Last night I had a dream. A weird dream, if I may call it. The weirdness wasn't linked to the event that was shaping up. What was weird was the way I reacted to the event. Under normal circumstances, if suddenly, out of the blue, Mahendra Singh Dhoni decides that he is hanging up his boots, it will lead to all kinds of hue and cry from his fans and critics alike.
Why not? He is arguably the best captain ever to have led Indian cricket team. But as you know, the world of dreams is as enigmatic as Sourav's die-hard fans desires of watching him taking guard for a side in a T20 match!!!
As the news of Dhoni retiring from all forms of cricket was thrust upon us (in the dream, of course!!!), rather than being stupefied as waking-up out of your slumber to a Himesh Reshamiya's number, the world, including me, wasn't surprised at all!! As if they said, we don't give a dime for that!
There was no one talking about how the man with the Midas touch, in his five year reign as a captain, cast a spell over us lesser mortals with his stroke-play, numerous match winning knocks and shrewd captaincy. Not a single newspaper had made it a front page story or devoted reams of their newsprint heaping praises of his illustrious career. Surprisingly, no newsreader came screaming on the top of his/her voice declaring how they were dumbfounded when their channel was the first one to BREAK the exclusive story of Dhoni calling it a day!!
During saner times, a cricket fan like me would have expected a frenzied, gloomy and an atmosphere of grief and something that should have panned out like this:-
Mahendra Singh Dhoni after capturing the final two frontiers of his career- winning Test series in Australia and South Africa calls a press conference to announce something important. Speculations are rife. All sorts of stories are floating in media circles. An interesting one says Dhoni is giving up his cricketing career to try his hand at filmmaking like Vijay Amritraj.
However, the important point here is what Dhoni is going to say? Well, fast forward to the press conference and there he says in plain English that he is retiring from all forms of cricket including IPL. The reason behind this is that he has nothing to prove and has achieved everything that a captain would dream of. A dead silence wafts through the hall as Mahi leaves it with a sense of relief and a glow on his face, which actually is in stark contrast to facial expressions of the frenzied media personals who are shouting, weeping, chasing Dhoni for some exclusive bites or a first-post retirement interview, making frantic phone calls to their organisations for their valuable inputs or insight into the story that is bound to send a nation of billion plus cricket fans into a temporary state of numbness.

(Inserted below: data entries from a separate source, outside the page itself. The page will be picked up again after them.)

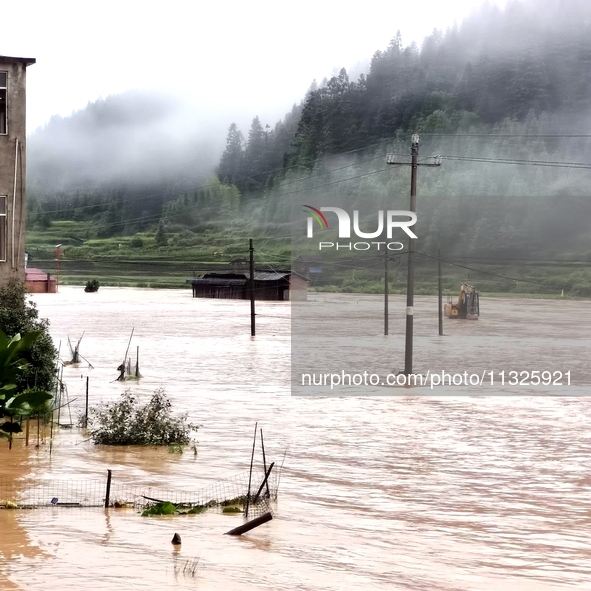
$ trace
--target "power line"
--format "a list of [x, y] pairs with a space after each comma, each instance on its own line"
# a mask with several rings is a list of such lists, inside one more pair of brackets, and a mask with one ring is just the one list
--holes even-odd
[[542, 283], [541, 281], [534, 281], [532, 279], [523, 279], [518, 277], [509, 277], [507, 275], [501, 275], [500, 273], [492, 273], [490, 271], [483, 271], [482, 269], [475, 269], [474, 267], [468, 267], [466, 265], [460, 265], [458, 263], [452, 263], [451, 261], [446, 261], [444, 259], [439, 259], [438, 257], [434, 257], [424, 252], [418, 252], [421, 256], [427, 257], [433, 260], [441, 260], [442, 263], [447, 263], [449, 265], [453, 265], [454, 267], [459, 267], [460, 269], [467, 269], [468, 271], [475, 271], [476, 273], [482, 273], [483, 275], [491, 275], [492, 277], [500, 277], [501, 279], [509, 279], [510, 281], [517, 281], [521, 283], [533, 283], [534, 285], [541, 285], [543, 287], [550, 287], [552, 289], [565, 289], [564, 286], [555, 286], [555, 285], [548, 285], [547, 283]]
[[[364, 150], [364, 149], [367, 149], [367, 148], [360, 148], [359, 150], [351, 150], [351, 152], [342, 152], [340, 154], [336, 154], [335, 156], [349, 154], [349, 153], [357, 152], [357, 151]], [[407, 154], [396, 154], [396, 155], [397, 156], [406, 156]], [[325, 176], [325, 175], [331, 174], [333, 172], [338, 172], [340, 170], [345, 170], [347, 168], [352, 168], [354, 166], [360, 166], [362, 164], [366, 164], [367, 162], [371, 162], [373, 160], [380, 160], [382, 158], [383, 158], [383, 155], [380, 154], [378, 156], [374, 156], [374, 157], [368, 158], [366, 160], [361, 160], [359, 162], [355, 162], [355, 163], [352, 163], [352, 164], [347, 164], [345, 166], [339, 166], [337, 168], [333, 168], [333, 169], [330, 169], [330, 170], [327, 170], [327, 171], [324, 171], [324, 172], [312, 173], [312, 174], [309, 174], [308, 176], [305, 176], [305, 177], [302, 177], [302, 178], [299, 178], [299, 179], [282, 180], [281, 181], [281, 184], [282, 185], [290, 185], [290, 184], [293, 184], [293, 183], [303, 182], [303, 181], [306, 181], [306, 180], [317, 178], [319, 176]], [[269, 173], [271, 173], [271, 172], [279, 172], [281, 170], [288, 170], [289, 171], [289, 170], [292, 170], [292, 169], [301, 169], [301, 167], [299, 167], [299, 166], [291, 166], [291, 167], [288, 167], [287, 169], [283, 169], [283, 168], [279, 169], [278, 168], [278, 169], [276, 169], [274, 171], [269, 171]], [[257, 176], [257, 175], [255, 175], [255, 176]], [[206, 185], [198, 185], [196, 187], [192, 187], [192, 188], [188, 189], [184, 193], [179, 193], [172, 200], [178, 199], [182, 195], [186, 195], [188, 192], [191, 192], [191, 191], [192, 192], [195, 192], [195, 191], [203, 191], [203, 190], [206, 190], [206, 189], [217, 187], [217, 186], [219, 186], [219, 184], [223, 184], [223, 183], [221, 181], [219, 181], [219, 183], [210, 183], [210, 184], [206, 184]], [[227, 185], [225, 185], [225, 186], [227, 186]], [[120, 204], [123, 204], [124, 205], [124, 204], [131, 203], [131, 202], [134, 202], [134, 201], [151, 199], [153, 197], [159, 197], [159, 196], [162, 196], [162, 192], [159, 192], [159, 193], [151, 193], [149, 195], [141, 195], [141, 196], [138, 196], [138, 197], [129, 197], [127, 199], [122, 199], [120, 201], [117, 201], [117, 203], [120, 203]], [[81, 197], [80, 195], [70, 196], [69, 199], [79, 199], [80, 197]], [[92, 209], [92, 208], [100, 207], [106, 201], [108, 202], [108, 199], [109, 199], [108, 197], [103, 197], [103, 201], [102, 202], [101, 201], [98, 201], [98, 202], [93, 203], [93, 204], [90, 204], [90, 205], [76, 206], [76, 209]], [[62, 212], [67, 212], [67, 211], [71, 211], [71, 210], [72, 210], [72, 207], [64, 207], [62, 209], [44, 210], [43, 213], [47, 213], [47, 214], [51, 214], [51, 213], [62, 213]], [[149, 221], [149, 220], [147, 220], [147, 221]]]
[[[497, 135], [491, 135], [491, 134], [425, 134], [425, 135], [429, 135], [429, 136], [442, 136], [442, 137], [591, 137], [591, 136], [587, 136], [587, 135], [575, 135], [575, 134], [567, 134], [567, 135], [517, 135], [517, 134], [497, 134]], [[369, 149], [373, 146], [377, 146], [380, 144], [383, 144], [384, 141], [381, 142], [377, 142], [375, 144], [372, 144], [370, 146], [367, 146], [365, 148], [359, 148], [357, 150], [351, 150], [349, 152], [343, 152], [340, 155], [343, 154], [349, 154], [349, 153], [354, 153], [354, 152], [359, 152], [361, 150], [366, 150]], [[407, 154], [396, 154], [396, 155], [407, 155]], [[335, 169], [331, 169], [328, 171], [324, 171], [324, 172], [318, 172], [318, 173], [313, 173], [308, 175], [307, 177], [303, 177], [300, 179], [292, 179], [292, 180], [288, 180], [288, 181], [282, 181], [282, 185], [290, 185], [290, 184], [294, 184], [294, 183], [301, 183], [301, 182], [305, 182], [308, 181], [310, 179], [313, 178], [318, 178], [319, 176], [325, 176], [328, 174], [332, 174], [334, 172], [338, 172], [341, 170], [345, 170], [347, 168], [351, 168], [351, 167], [358, 167], [362, 164], [365, 164], [367, 162], [371, 162], [373, 160], [376, 160], [378, 158], [381, 158], [382, 156], [376, 156], [373, 158], [369, 158], [366, 160], [363, 160], [361, 162], [355, 162], [349, 165], [345, 165], [345, 166], [341, 166], [341, 167], [337, 167]], [[432, 158], [432, 157], [429, 157]], [[475, 157], [475, 156], [457, 156], [457, 155], [444, 155], [444, 158], [447, 160], [457, 160], [457, 161], [465, 161], [465, 162], [481, 162], [481, 163], [490, 163], [490, 164], [506, 164], [506, 165], [528, 165], [528, 166], [544, 166], [544, 167], [552, 167], [552, 168], [573, 168], [573, 169], [582, 169], [582, 170], [591, 170], [591, 164], [589, 163], [584, 163], [584, 162], [561, 162], [561, 161], [545, 161], [545, 160], [527, 160], [527, 159], [503, 159], [503, 158], [487, 158], [487, 157]], [[424, 160], [424, 159], [422, 159]], [[290, 167], [291, 168], [296, 168], [294, 167]], [[279, 169], [278, 169], [279, 170]], [[285, 169], [282, 169], [285, 170]], [[289, 169], [288, 169], [289, 170]], [[364, 177], [368, 177], [374, 174], [379, 174], [380, 172], [384, 172], [386, 170], [386, 168], [381, 168], [375, 171], [370, 171], [368, 173], [363, 173], [363, 174], [359, 174], [359, 175], [355, 175], [355, 176], [351, 176], [351, 177], [347, 177], [345, 179], [339, 179], [339, 180], [335, 180], [335, 181], [330, 181], [327, 183], [321, 183], [319, 185], [314, 185], [312, 187], [306, 187], [304, 189], [296, 189], [294, 191], [287, 191], [287, 192], [280, 192], [278, 194], [275, 195], [276, 198], [279, 197], [286, 197], [289, 195], [294, 195], [297, 193], [302, 193], [305, 191], [312, 191], [318, 188], [322, 188], [322, 187], [326, 187], [326, 186], [332, 186], [335, 184], [340, 184], [343, 182], [347, 182], [347, 181], [352, 181], [352, 180], [356, 180], [356, 179], [360, 179], [360, 178], [364, 178]], [[206, 185], [201, 185], [198, 187], [195, 187], [193, 189], [190, 189], [194, 192], [199, 191], [199, 190], [205, 190], [208, 188], [212, 188], [212, 187], [216, 187], [218, 186], [218, 183], [210, 183], [210, 184], [206, 184]], [[138, 196], [138, 197], [131, 197], [128, 199], [122, 199], [121, 201], [119, 201], [118, 203], [121, 204], [127, 204], [133, 201], [139, 201], [139, 200], [145, 200], [145, 199], [150, 199], [152, 197], [158, 197], [161, 196], [161, 193], [152, 193], [149, 195], [142, 195], [142, 196]], [[173, 201], [174, 199], [179, 198], [181, 195], [177, 195], [175, 198], [169, 200]], [[77, 206], [77, 209], [92, 209], [92, 208], [96, 208], [96, 207], [100, 207], [101, 205], [103, 205], [105, 203], [105, 199], [103, 198], [102, 203], [98, 202], [98, 203], [93, 203], [93, 204], [89, 204], [89, 205], [81, 205], [81, 206]], [[43, 213], [46, 214], [55, 214], [55, 213], [62, 213], [62, 212], [67, 212], [67, 211], [71, 211], [72, 207], [67, 207], [67, 208], [62, 208], [62, 209], [54, 209], [54, 210], [45, 210]], [[182, 213], [168, 213], [166, 214], [169, 218], [174, 219], [177, 216], [182, 216]], [[156, 222], [158, 220], [160, 220], [163, 216], [163, 213], [158, 213], [158, 214], [153, 214], [151, 216], [142, 216], [142, 217], [136, 217], [136, 218], [131, 218], [131, 219], [127, 219], [127, 220], [122, 220], [122, 221], [118, 221], [118, 222], [110, 222], [110, 223], [104, 223], [103, 222], [103, 226], [104, 227], [108, 227], [108, 228], [116, 228], [116, 227], [121, 227], [121, 226], [126, 226], [129, 224], [135, 224], [135, 223], [151, 223], [151, 222]]]
[[[410, 135], [410, 134], [408, 134]], [[421, 137], [487, 137], [494, 139], [496, 137], [527, 137], [527, 138], [591, 138], [591, 134], [579, 133], [421, 133]]]
[[515, 258], [505, 258], [505, 259], [498, 259], [497, 257], [486, 257], [486, 256], [478, 256], [478, 257], [468, 257], [468, 256], [456, 256], [456, 259], [468, 259], [468, 260], [491, 260], [495, 259], [498, 261], [502, 261], [503, 263], [508, 262], [511, 263], [513, 261], [539, 261], [539, 262], [557, 262], [557, 263], [589, 263], [591, 264], [591, 260], [588, 259], [532, 259], [532, 258], [524, 258], [524, 257], [515, 257]]
[[[474, 136], [474, 137], [481, 137], [481, 135], [482, 135], [482, 137], [503, 137], [501, 135], [489, 136], [489, 135], [486, 135], [486, 134], [466, 134], [466, 135], [458, 135], [458, 136], [454, 136], [453, 134], [424, 134], [424, 135], [433, 135], [433, 136], [435, 136], [435, 135], [441, 135], [442, 137], [447, 137], [447, 136], [450, 136], [450, 137], [451, 136], [453, 136], [453, 137], [472, 137], [472, 136]], [[507, 137], [591, 137], [591, 135], [590, 136], [575, 136], [575, 135], [566, 135], [566, 136], [538, 136], [538, 135], [518, 136], [518, 135], [511, 135], [511, 136], [507, 136]], [[336, 156], [338, 156], [338, 155], [345, 155], [345, 154], [354, 153], [354, 152], [358, 152], [358, 151], [361, 151], [361, 150], [369, 149], [369, 148], [374, 147], [376, 145], [379, 145], [381, 143], [383, 143], [383, 142], [378, 142], [378, 143], [373, 144], [371, 146], [368, 146], [366, 148], [359, 148], [358, 150], [351, 150], [349, 152], [341, 152], [341, 153], [337, 154]], [[397, 156], [408, 156], [408, 154], [406, 154], [406, 153], [392, 153], [392, 154], [395, 154]], [[445, 154], [443, 154], [442, 156], [443, 156], [444, 159], [447, 159], [447, 160], [458, 160], [458, 161], [467, 161], [467, 162], [483, 162], [483, 163], [491, 163], [491, 164], [515, 164], [515, 165], [530, 165], [530, 166], [547, 166], [547, 167], [552, 167], [552, 168], [579, 168], [579, 169], [583, 169], [583, 170], [589, 170], [589, 169], [591, 169], [591, 164], [590, 163], [586, 163], [586, 162], [561, 162], [561, 161], [552, 161], [552, 160], [549, 160], [549, 161], [546, 161], [546, 160], [527, 160], [527, 159], [515, 159], [515, 158], [488, 158], [488, 157], [477, 157], [477, 156], [455, 156], [455, 155], [445, 155]], [[362, 160], [361, 162], [355, 162], [355, 163], [348, 164], [348, 165], [341, 166], [341, 167], [337, 167], [337, 168], [334, 168], [334, 169], [331, 169], [331, 170], [328, 170], [328, 171], [325, 171], [325, 172], [312, 173], [312, 174], [308, 175], [307, 177], [303, 177], [303, 178], [300, 178], [300, 179], [284, 180], [284, 181], [281, 181], [281, 184], [282, 185], [289, 185], [289, 184], [303, 182], [303, 181], [306, 181], [306, 180], [317, 178], [319, 176], [325, 176], [325, 175], [331, 174], [333, 172], [338, 172], [338, 171], [341, 171], [341, 170], [345, 170], [347, 168], [351, 168], [351, 167], [355, 167], [355, 166], [360, 166], [362, 164], [365, 164], [367, 162], [371, 162], [373, 160], [380, 159], [382, 157], [383, 157], [383, 155], [375, 156], [375, 157], [372, 157], [372, 158], [368, 158], [366, 160]], [[430, 159], [430, 158], [434, 158], [434, 156], [422, 158], [421, 161], [424, 161], [424, 160], [427, 160], [427, 159]], [[289, 167], [287, 170], [290, 170], [290, 169], [293, 169], [293, 168], [299, 168], [299, 167], [293, 166], [293, 167]], [[285, 169], [276, 169], [276, 171], [279, 171], [279, 170], [285, 170]], [[354, 179], [357, 179], [357, 178], [361, 178], [363, 176], [369, 176], [371, 174], [376, 174], [378, 172], [381, 172], [382, 170], [386, 170], [386, 169], [379, 169], [377, 171], [369, 172], [369, 173], [366, 173], [364, 175], [358, 175], [358, 176], [355, 176], [355, 177], [349, 177], [348, 179], [343, 179], [342, 181], [333, 181], [333, 182], [328, 183], [328, 184], [330, 185], [330, 184], [335, 184], [335, 183], [339, 183], [339, 182], [344, 182], [346, 180], [354, 180]], [[273, 171], [271, 171], [271, 172], [273, 172]], [[221, 181], [220, 181], [220, 183], [221, 183]], [[210, 183], [210, 184], [206, 184], [206, 185], [199, 185], [197, 187], [193, 187], [193, 188], [189, 189], [188, 191], [193, 191], [193, 192], [195, 192], [195, 191], [201, 191], [201, 190], [206, 190], [206, 189], [213, 188], [213, 187], [216, 187], [216, 186], [218, 186], [218, 183]], [[311, 188], [304, 189], [304, 190], [315, 189], [315, 188], [323, 187], [323, 186], [326, 186], [326, 184], [317, 185], [315, 187], [311, 187]], [[291, 194], [294, 194], [294, 193], [297, 193], [297, 192], [301, 192], [301, 191], [287, 192], [287, 193], [279, 193], [278, 196], [279, 197], [282, 197], [282, 196], [291, 195]], [[180, 197], [181, 195], [182, 194], [177, 195], [174, 199]], [[142, 196], [138, 196], [138, 197], [130, 197], [130, 198], [127, 198], [127, 199], [122, 199], [121, 201], [118, 201], [118, 203], [127, 204], [127, 203], [131, 203], [131, 202], [134, 202], [134, 201], [140, 201], [140, 200], [150, 199], [150, 198], [158, 197], [158, 196], [161, 196], [161, 192], [159, 192], [159, 193], [152, 193], [152, 194], [149, 194], [149, 195], [142, 195]], [[76, 197], [72, 197], [72, 198], [76, 198]], [[105, 199], [103, 198], [103, 203], [104, 202], [105, 202]], [[97, 202], [97, 203], [93, 203], [93, 204], [90, 204], [90, 205], [80, 205], [80, 206], [76, 206], [76, 209], [92, 209], [92, 208], [100, 207], [101, 204], [102, 204], [101, 202]], [[62, 212], [67, 212], [67, 211], [71, 211], [71, 210], [72, 210], [72, 207], [67, 207], [67, 208], [62, 208], [62, 209], [45, 210], [43, 213], [46, 213], [46, 214], [62, 213]], [[106, 225], [108, 227], [115, 227], [115, 226], [118, 226], [118, 225], [124, 225], [126, 223], [135, 223], [135, 222], [141, 222], [141, 221], [150, 222], [150, 221], [154, 221], [155, 219], [160, 219], [160, 217], [161, 217], [161, 214], [154, 214], [153, 216], [148, 216], [147, 218], [135, 218], [135, 219], [132, 219], [132, 220], [127, 220], [126, 222], [114, 222], [114, 223], [106, 224]]]
[[443, 159], [483, 162], [490, 164], [520, 164], [527, 166], [550, 166], [553, 168], [581, 168], [584, 170], [591, 169], [591, 164], [587, 162], [560, 162], [553, 160], [525, 160], [517, 158], [485, 158], [478, 156], [447, 156], [445, 154], [443, 155]]
[[[380, 145], [385, 145], [388, 142], [396, 142], [396, 143], [400, 143], [402, 141], [402, 138], [407, 138], [407, 137], [411, 137], [411, 133], [405, 133], [399, 137], [396, 138], [383, 138], [381, 140], [378, 140], [377, 142], [374, 142], [372, 144], [368, 144], [367, 146], [364, 146], [363, 148], [356, 148], [353, 150], [346, 150], [344, 152], [337, 152], [335, 154], [328, 154], [326, 156], [321, 156], [319, 159], [327, 159], [327, 158], [331, 158], [331, 157], [337, 157], [337, 156], [346, 156], [349, 154], [355, 154], [357, 152], [362, 152], [364, 150], [370, 150], [372, 148], [375, 148], [377, 146]], [[422, 136], [429, 136], [429, 137], [486, 137], [486, 138], [591, 138], [590, 134], [498, 134], [498, 133], [466, 133], [466, 134], [456, 134], [456, 133], [421, 133], [421, 137]], [[398, 156], [408, 156], [408, 153], [404, 153], [404, 154], [397, 154]], [[376, 158], [379, 158], [380, 156], [376, 156]], [[318, 160], [316, 160], [316, 163], [318, 162]], [[316, 164], [315, 163], [315, 164]], [[352, 165], [355, 166], [355, 165]], [[257, 178], [259, 176], [262, 175], [270, 175], [273, 173], [277, 173], [277, 172], [281, 172], [281, 171], [290, 171], [293, 169], [301, 169], [302, 166], [299, 164], [295, 164], [292, 166], [288, 166], [288, 167], [281, 167], [281, 168], [275, 168], [275, 169], [270, 169], [270, 170], [266, 170], [266, 171], [262, 171], [260, 173], [257, 173], [255, 175], [252, 175], [254, 178]], [[345, 167], [346, 168], [346, 167]]]
[[[538, 136], [535, 136], [538, 137]], [[399, 155], [399, 156], [407, 156], [408, 154], [398, 154], [395, 153], [395, 155]], [[383, 156], [376, 156], [374, 158], [369, 158], [367, 160], [363, 160], [361, 162], [356, 162], [353, 164], [348, 164], [345, 166], [341, 166], [335, 169], [331, 169], [329, 171], [325, 171], [325, 172], [320, 172], [317, 174], [311, 174], [307, 177], [303, 177], [300, 179], [292, 179], [289, 181], [282, 181], [281, 184], [283, 185], [289, 185], [289, 184], [294, 184], [294, 183], [300, 183], [300, 182], [304, 182], [304, 181], [308, 181], [310, 179], [313, 178], [317, 178], [319, 176], [324, 176], [327, 174], [331, 174], [333, 172], [338, 172], [341, 170], [345, 170], [347, 168], [352, 168], [352, 167], [356, 167], [359, 166], [361, 164], [367, 163], [367, 162], [371, 162], [373, 160], [377, 160], [379, 158], [382, 158]], [[444, 160], [457, 160], [457, 161], [464, 161], [464, 162], [482, 162], [482, 163], [489, 163], [489, 164], [507, 164], [507, 165], [527, 165], [527, 166], [545, 166], [545, 167], [551, 167], [551, 168], [574, 168], [574, 169], [581, 169], [581, 170], [591, 170], [591, 163], [587, 163], [587, 162], [562, 162], [562, 161], [556, 161], [556, 160], [527, 160], [527, 159], [517, 159], [517, 158], [487, 158], [487, 157], [477, 157], [477, 156], [455, 156], [455, 155], [446, 155], [443, 154], [442, 155]], [[434, 156], [429, 156], [426, 158], [421, 159], [421, 161], [424, 160], [428, 160], [434, 158]], [[298, 189], [295, 191], [288, 191], [288, 192], [281, 192], [277, 195], [275, 195], [275, 197], [285, 197], [288, 195], [293, 195], [296, 193], [301, 193], [304, 191], [310, 191], [310, 190], [314, 190], [317, 188], [322, 188], [325, 186], [330, 186], [330, 185], [334, 185], [334, 184], [338, 184], [338, 183], [342, 183], [342, 182], [346, 182], [349, 180], [356, 180], [359, 178], [363, 178], [366, 176], [371, 176], [373, 174], [379, 174], [380, 172], [385, 171], [385, 168], [380, 168], [378, 170], [375, 171], [371, 171], [368, 173], [364, 173], [364, 174], [360, 174], [360, 175], [356, 175], [356, 176], [352, 176], [352, 177], [347, 177], [345, 179], [341, 179], [341, 180], [337, 180], [337, 181], [330, 181], [328, 183], [322, 183], [320, 185], [315, 185], [312, 187], [306, 187], [305, 189]], [[214, 184], [208, 184], [208, 185], [201, 185], [198, 187], [195, 187], [193, 189], [191, 189], [192, 191], [200, 191], [200, 190], [205, 190], [208, 188], [212, 188], [212, 187], [216, 187], [218, 186], [217, 183]], [[131, 203], [132, 201], [139, 201], [139, 200], [145, 200], [145, 199], [149, 199], [152, 197], [157, 197], [159, 196], [160, 193], [153, 193], [151, 195], [143, 195], [141, 197], [132, 197], [132, 198], [128, 198], [128, 199], [123, 199], [121, 201], [119, 201], [119, 203], [121, 204], [126, 204], [126, 203]], [[174, 199], [179, 198], [181, 195], [177, 195]], [[170, 200], [172, 201], [172, 200]], [[169, 201], [169, 202], [170, 202]], [[104, 203], [104, 201], [103, 201]], [[77, 206], [76, 209], [91, 209], [91, 208], [95, 208], [95, 207], [100, 207], [101, 203], [94, 203], [91, 205], [81, 205], [81, 206]], [[67, 211], [71, 211], [72, 207], [67, 207], [67, 208], [62, 208], [62, 209], [53, 209], [53, 210], [45, 210], [43, 213], [47, 213], [47, 214], [52, 214], [52, 213], [62, 213], [62, 212], [67, 212]], [[168, 214], [170, 215], [170, 214]], [[174, 214], [173, 214], [174, 215]], [[177, 215], [182, 215], [182, 214], [177, 214]], [[141, 218], [132, 218], [130, 220], [126, 220], [126, 221], [121, 221], [121, 222], [112, 222], [109, 224], [103, 224], [107, 227], [117, 227], [117, 226], [122, 226], [128, 223], [137, 223], [137, 222], [151, 222], [151, 221], [156, 221], [159, 220], [162, 217], [162, 214], [153, 214], [152, 216], [147, 216], [147, 217], [141, 217]]]
[[[406, 154], [397, 154], [397, 156], [406, 156]], [[374, 156], [373, 158], [368, 158], [366, 160], [361, 160], [359, 162], [355, 162], [353, 164], [347, 164], [345, 166], [340, 166], [338, 168], [332, 168], [331, 170], [327, 170], [326, 172], [319, 172], [317, 174], [310, 174], [307, 177], [303, 177], [303, 178], [299, 178], [299, 179], [292, 179], [289, 181], [283, 180], [281, 181], [282, 185], [291, 185], [293, 183], [301, 183], [304, 180], [308, 180], [311, 178], [315, 178], [315, 177], [319, 177], [319, 176], [325, 176], [327, 174], [332, 174], [333, 172], [338, 172], [339, 170], [345, 170], [346, 168], [351, 168], [353, 166], [360, 166], [362, 164], [366, 164], [367, 162], [372, 162], [373, 160], [382, 160], [384, 158], [383, 154], [380, 154], [378, 156]]]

The fans are crying, carrying posters, pleading their demi-god to reverse his decision as if they know what is best for him. Newspapers are full of mini 'magnum opera' about the eight years of pure class and magical journey ushered in by a short, soft spoken boy from Ranchi.
Instead, the reaction is quite opposite. As if nothing has happened.
Well, brace yourself for such reactions in the near future, for the recent incidents of cricketers retiring and then making comebacks and then again retiring only to make another comeback becoming too common.
One of the most prolific and brilliant stroke-player from Sri Lanka, Sanath Jayasuriya recently announced that he will be coming out of retirement for a last hurrah. He would play against England in a T20 match and few ODIs as well and then retire (again?).
Before him, Shahid Afridi announced his retirement from international cricket owing to some differences with the coach and the board, vowing to return only on his own terms. He was preceded by Shaun Tait in 2008 who took a sabbatical from cricket citing physical and mental exhaustion.
New Zealand's former batsman Martin Crowe also gave a hint or two recently via twitter that he wants to play first class cricket again after 15 years to complete 20,000 first class runs which he currently falls short by 392 runs.
All these incidents somewhere lead us to the conclusion that retirement is somewhat becoming a daily thing for cricketers these days. You retire one day feeling this is all what you could give as a player and then after sometime when you think you've rediscovered your mojo, it is time to be back in the business.
Why would not you call it a day once and for all? OK, we know that how much you love the game and how it is the only thing that you know, that it is in your blood. But such oscillations only reduce your credibility. It is not always that you can use your past to shape your present. Sometimes, it is better to live in present and accept the reality.
Take the example of Sourav Ganguly. What good did it do to him to play for Pune Warriors in IPL 4? Maybe he wanted to satisfy his ego after being snubbed by his former team Kolkata Knight Riders and other IPL franchisees during auction. Did he not retire gracefully from international cricket? What else did he want to prove?
Retirement is not like having a cup of coffee. It is a major decision based on deep understanding of your present abilities and a foresightedness of your future. A sabbatical is certainly a better way than retiring to rejuvenate and reignite the hunger to excel.
I am quite sure if in future when a player announces his retirement, not many fans would shed a tear after witnessing dozens of comebacks by then would doubt the credibility of such announcements. And maybe, a term might also be coined as 'Jayasuriya' that means someone who is in the habit of retiring and making comebacks frequently. Someone doing such would be called as 'doing a Jayasuriya'! Surely, retirement has become a joke.